A new puppy or kitten can prove expensive in their first year of life as they need a barrage of services, from vaccinations, deworming and tick or flea treatment to spaying or neutering and micro-chipping, according to Seugnette van Wyngaard, head of 1st for Women Insurance, which also offers pet insurance. These bills start at around R800, excluding spaying or neutering, so selecting a suitable plan will certainly assist with your budgeting.

Although your pet’s age, species and breed will be instrumental in determining the policy premium, you may be able to upgrade or downgrade the plan before your pet reaches a certain age.

An indoor cat or a small dog that can be exercised safely at home is less of a risk than a large, active dog that needs walking more than once a day outside your premises.

“While your dog may behave, other dogs may not, and your animal could unexpectedly get into a fight, particularly when walked off a leash,” Ngobese warns. “This could result in a R5,000 vet bill, if stitches or medication are required.”

Ngobese cites his own experience when his six-year-old Shar-Pei was diagnosed with cancer.

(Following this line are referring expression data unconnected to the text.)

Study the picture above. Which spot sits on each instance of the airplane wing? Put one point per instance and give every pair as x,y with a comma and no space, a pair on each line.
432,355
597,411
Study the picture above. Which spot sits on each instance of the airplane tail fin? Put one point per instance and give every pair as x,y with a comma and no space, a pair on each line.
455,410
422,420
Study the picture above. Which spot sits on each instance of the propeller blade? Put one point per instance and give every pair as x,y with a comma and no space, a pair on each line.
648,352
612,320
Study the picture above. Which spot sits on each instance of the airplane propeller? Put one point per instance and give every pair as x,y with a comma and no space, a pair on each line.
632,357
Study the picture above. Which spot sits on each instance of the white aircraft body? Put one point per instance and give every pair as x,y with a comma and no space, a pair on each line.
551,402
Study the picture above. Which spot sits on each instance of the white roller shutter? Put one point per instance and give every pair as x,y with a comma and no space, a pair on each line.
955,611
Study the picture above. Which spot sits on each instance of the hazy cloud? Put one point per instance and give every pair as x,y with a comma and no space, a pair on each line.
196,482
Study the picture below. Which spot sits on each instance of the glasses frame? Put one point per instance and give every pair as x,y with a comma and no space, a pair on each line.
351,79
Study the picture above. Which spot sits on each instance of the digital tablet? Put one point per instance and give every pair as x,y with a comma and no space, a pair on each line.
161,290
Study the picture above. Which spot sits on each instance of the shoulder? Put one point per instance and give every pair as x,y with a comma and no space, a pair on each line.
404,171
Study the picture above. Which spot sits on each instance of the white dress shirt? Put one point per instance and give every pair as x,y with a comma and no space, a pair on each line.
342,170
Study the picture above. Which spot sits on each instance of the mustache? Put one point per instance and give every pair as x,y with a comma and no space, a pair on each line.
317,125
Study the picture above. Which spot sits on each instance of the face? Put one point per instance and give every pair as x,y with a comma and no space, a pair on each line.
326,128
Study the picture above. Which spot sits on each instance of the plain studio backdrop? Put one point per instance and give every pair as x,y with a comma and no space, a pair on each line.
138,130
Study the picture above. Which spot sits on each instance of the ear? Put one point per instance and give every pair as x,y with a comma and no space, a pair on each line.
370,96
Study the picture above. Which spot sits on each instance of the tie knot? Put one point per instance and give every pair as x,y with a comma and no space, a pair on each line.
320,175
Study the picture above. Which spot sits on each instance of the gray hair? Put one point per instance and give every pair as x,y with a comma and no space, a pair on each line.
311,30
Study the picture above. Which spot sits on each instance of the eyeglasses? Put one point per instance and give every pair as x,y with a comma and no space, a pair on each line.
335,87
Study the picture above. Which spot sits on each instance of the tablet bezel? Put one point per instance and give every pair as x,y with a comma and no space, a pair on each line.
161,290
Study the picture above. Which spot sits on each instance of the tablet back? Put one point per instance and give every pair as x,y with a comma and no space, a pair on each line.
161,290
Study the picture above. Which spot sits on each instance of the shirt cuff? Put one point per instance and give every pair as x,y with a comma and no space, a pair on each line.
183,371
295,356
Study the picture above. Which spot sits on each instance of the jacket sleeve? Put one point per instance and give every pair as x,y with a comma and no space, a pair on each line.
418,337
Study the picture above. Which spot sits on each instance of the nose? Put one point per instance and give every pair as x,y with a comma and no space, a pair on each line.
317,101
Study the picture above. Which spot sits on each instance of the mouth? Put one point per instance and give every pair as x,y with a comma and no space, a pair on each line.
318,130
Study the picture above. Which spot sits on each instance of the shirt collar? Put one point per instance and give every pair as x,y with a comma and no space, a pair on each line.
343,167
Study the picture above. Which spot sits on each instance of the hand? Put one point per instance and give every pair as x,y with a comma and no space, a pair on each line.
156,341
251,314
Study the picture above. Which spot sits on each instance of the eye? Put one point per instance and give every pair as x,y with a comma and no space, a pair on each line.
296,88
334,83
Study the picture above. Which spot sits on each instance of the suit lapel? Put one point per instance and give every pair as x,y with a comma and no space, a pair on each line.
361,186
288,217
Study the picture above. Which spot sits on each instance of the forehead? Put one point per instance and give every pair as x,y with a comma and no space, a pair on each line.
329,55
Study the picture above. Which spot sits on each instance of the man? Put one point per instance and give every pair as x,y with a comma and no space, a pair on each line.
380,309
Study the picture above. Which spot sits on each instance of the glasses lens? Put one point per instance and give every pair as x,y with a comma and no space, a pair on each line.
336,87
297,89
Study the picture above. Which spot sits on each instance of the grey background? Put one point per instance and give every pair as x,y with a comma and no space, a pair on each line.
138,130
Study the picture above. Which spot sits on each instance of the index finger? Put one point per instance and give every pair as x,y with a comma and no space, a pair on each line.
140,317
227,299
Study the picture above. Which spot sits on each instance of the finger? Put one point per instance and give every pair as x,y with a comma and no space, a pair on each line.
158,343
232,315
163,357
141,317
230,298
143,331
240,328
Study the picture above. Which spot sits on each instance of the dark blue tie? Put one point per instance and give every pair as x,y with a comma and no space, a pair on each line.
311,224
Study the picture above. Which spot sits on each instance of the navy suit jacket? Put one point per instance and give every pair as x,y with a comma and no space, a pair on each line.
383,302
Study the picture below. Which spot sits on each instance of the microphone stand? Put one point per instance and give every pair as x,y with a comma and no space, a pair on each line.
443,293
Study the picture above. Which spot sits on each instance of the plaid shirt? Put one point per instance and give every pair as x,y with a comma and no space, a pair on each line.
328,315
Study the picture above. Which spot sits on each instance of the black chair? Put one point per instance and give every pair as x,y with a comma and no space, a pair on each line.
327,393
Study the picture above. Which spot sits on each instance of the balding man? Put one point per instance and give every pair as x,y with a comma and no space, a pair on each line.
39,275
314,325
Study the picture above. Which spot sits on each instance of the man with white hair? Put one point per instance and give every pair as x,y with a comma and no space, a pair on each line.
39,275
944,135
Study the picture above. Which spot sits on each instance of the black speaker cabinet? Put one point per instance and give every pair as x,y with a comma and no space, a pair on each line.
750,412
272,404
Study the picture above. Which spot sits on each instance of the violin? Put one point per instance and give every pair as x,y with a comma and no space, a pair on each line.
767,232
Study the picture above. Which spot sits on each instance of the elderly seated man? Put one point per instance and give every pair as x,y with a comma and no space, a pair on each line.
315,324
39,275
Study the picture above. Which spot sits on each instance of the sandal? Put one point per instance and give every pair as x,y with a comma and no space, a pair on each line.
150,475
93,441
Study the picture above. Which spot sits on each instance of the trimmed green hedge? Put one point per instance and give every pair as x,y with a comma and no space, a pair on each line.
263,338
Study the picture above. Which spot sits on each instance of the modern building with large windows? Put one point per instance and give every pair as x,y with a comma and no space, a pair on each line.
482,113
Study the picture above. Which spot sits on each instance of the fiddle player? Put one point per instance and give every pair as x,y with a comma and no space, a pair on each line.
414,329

OUTsurance paid the first bill of R28,000 in full, minus an affordable excess of R550, and reimbursed him at least R15,000 of the R25,000 paid to a specialist. Having a plan with a fixed excess is helpful so you know exactly what you need to pay in, no matter what you claim for.

Comparing costs and benefits

You can pay as little as R70 a month from One Plan to R100 for an entry-level plan from Auto & General, and as much as R550 on the top plan from 1st for women. Once you know what your budget can cover each month, compare the benefits. It may be helpful to use an insurance comparison website, such as Hippo.

DotSure pet sales consultant Waseem Essack notes that it’s possible to secure accidental cover from as little as R82 per month, but that an older pet – or one that’s exotic – may need more specialised treatment. In this instance, cover fees can increase to R185 (Exotic Pet Plus) or even R690 (Ultimate Pet Plan), in terms of the range of options they provide. Pre-existing conditions are not covered, however, so if your kitten is diagnosed with epilepsy, for example, you won’t be able to cover any vet visits relating to this condition.

“Look at the small print and assess how this may work for you before you sign on,” Essack recommends. “Look for benefits, such as a discount, when you insure more than one pet simultaneously.”

Some pet owners appreciate the fact that euthanasia, burial or cremation are covered. Cremation, for example, can cost anything from R1,500 – and more if you want a personalised urn with your beloved pet’s remains.